For New York Rep. Anthony Weiner, it's him before anything else.

The scandal plagued Democrat remains in office, refusing to bow to unrelenting pressure from a chorus of critics from the party establishment calling for his resignation. When the House returns from a weeklong break, he will not. Instead of heeding calls for his resignation he fled to rehab for an unknown cause.
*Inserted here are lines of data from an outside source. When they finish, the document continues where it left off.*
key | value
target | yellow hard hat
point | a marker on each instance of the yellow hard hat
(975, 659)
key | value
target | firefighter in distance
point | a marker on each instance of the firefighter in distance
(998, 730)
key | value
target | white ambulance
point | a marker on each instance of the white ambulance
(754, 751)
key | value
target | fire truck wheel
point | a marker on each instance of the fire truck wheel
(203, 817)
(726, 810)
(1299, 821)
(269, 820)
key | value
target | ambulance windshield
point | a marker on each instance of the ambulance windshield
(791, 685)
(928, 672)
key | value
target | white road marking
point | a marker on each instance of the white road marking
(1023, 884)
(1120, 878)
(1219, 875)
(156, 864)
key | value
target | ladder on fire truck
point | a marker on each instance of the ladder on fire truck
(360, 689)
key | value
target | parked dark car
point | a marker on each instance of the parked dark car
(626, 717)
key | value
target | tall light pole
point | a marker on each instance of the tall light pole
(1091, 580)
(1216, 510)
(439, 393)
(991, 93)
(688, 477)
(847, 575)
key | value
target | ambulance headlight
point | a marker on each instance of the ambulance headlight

House Democratic Leader Nancy Pelosi's first contact with Weiner, was on Monday in advance of his public comments that he sent lewd photos and conducted multiple inappropriate extramarital conversations with at least six women over three years. Pelosi instructed Weiner not to resign---that was until the revelation Friday that he had privately messaged a 17-year-old girl in an non-sexual way over Twitter. Pelosi promptly asked for his resignation, in typical Weiner fashion he refused. Instead, his office says he'll request an unofficial leave of absence, seeking treatment for his sexting 'addiction.'

Pontification and bloviating has consistently been the congressman's modus operandi, using his seat in Washington as a stepping stone to his goal of becoming the next Mayor of the City of New York.

The congressman's Sunday soapbox press conferences and years of planning now seem pointless after Weiner's confession Monday. While Weiner's conduct appears to be legal, his repeated lies to reporters and colleagues as well as his wife, Huma, analysts say his hopes of leading the city where he was born is dead on arrival.
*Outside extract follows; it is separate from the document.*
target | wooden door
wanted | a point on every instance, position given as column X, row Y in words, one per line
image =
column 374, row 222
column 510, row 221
Weiner knew when he rode the yellow cab from his lawyer's office at Rockefeller Center to the Sheraton Hotel blocks away, Monday the focus immediately shifted from his hoop dreams of being mayor to retaining his congressional office.

The idea of quitting to Weiner is oxymoronic---he knows how to win. Weiner as City Hall News editor Adam Lisberg penned it best wakes up in the morning looking for a fight.

Weiner has always found creative ways of winning, when he dropped out of the 2009 mayoral race, he took to The Times' opinion editorial page to steal shine away from his opponent Mayor Michael R. Bloomberg.

He wrote, I've taken stock of my life, my work in Washington and decided that now is not the right time to run.

This was only after the Queens Democratic Party refused to back him and the Bloomberg campaign had planned to bury the Queens and Brooklyn Democrat with negative ads. When the going gets tough, Weiner finds a way out.

In August 1991, Weiner was a menial force in New York politics, just weeks before the September primary he was slated to lose. His political mentor, then Brooklyn Rep. Charles Schumer at the time had little pull in the city political establishment.

The Crown Heights Riots, which meant a trying time for black and Jewish relations in Brooklyn, was a saving grace for Rep. Weiner.

Weiner's opponent during his Councilmatic campaign was Adele Cohen, who was backed by the Majority Coalition, which had ties to Dinkins. An unsigned mailing circulated and it read The Majority Coalition endorsed Adele Cohen, the mailing reads. Obviously she agrees with the Dinkins/Jackson agenda. Do you?

Weiner admitted to penning the flyer, but claimed he didn't endorse the piece because I didn't want to confuse the messenger with the message.

The goal was a clear attempt to shift Cohen loyalists to Weiner and it worked. That September he won the primary by less than 200 votes.

His coarse appeal to racial fears in his mostly white Jewish district effectively meant playing the race card. Weiner's cloak and dagger politics was legal under a loophole in New York state law at the time. Had it been a Federal election, Weiner would have been fined or tossed in jail because under Federal law campaign literature must disclose its source.

His pompous style is well noticed on Capitol Hill, he actively engages with members from his party but Weiner is largely a man of his own accord.

In recent months, he has become the mouth piece for the Democratic Party on issues ranging from the James Zadroga Act to opposing the Ryan budget proposal.

Weiner associates with the Democratic Party leadership on as needed basis; his call to Rep. Pelosi was more of a formality than a friendly call to admit his indiscretions.

His time in Congress has meant no landmark accomplishments, he is mostly known for his passionate rant over a bill that funded health care costs for 9/11 first responders. When the bill was stalled in the House last year, Weiner admonished Republicans who opposed the bill over Congressional procedural concerns.

The latest development that Weiner sent photographs of himself in front of a mirror at a Congressional gym was enough for a top Democratic strategist to say he will have to resign.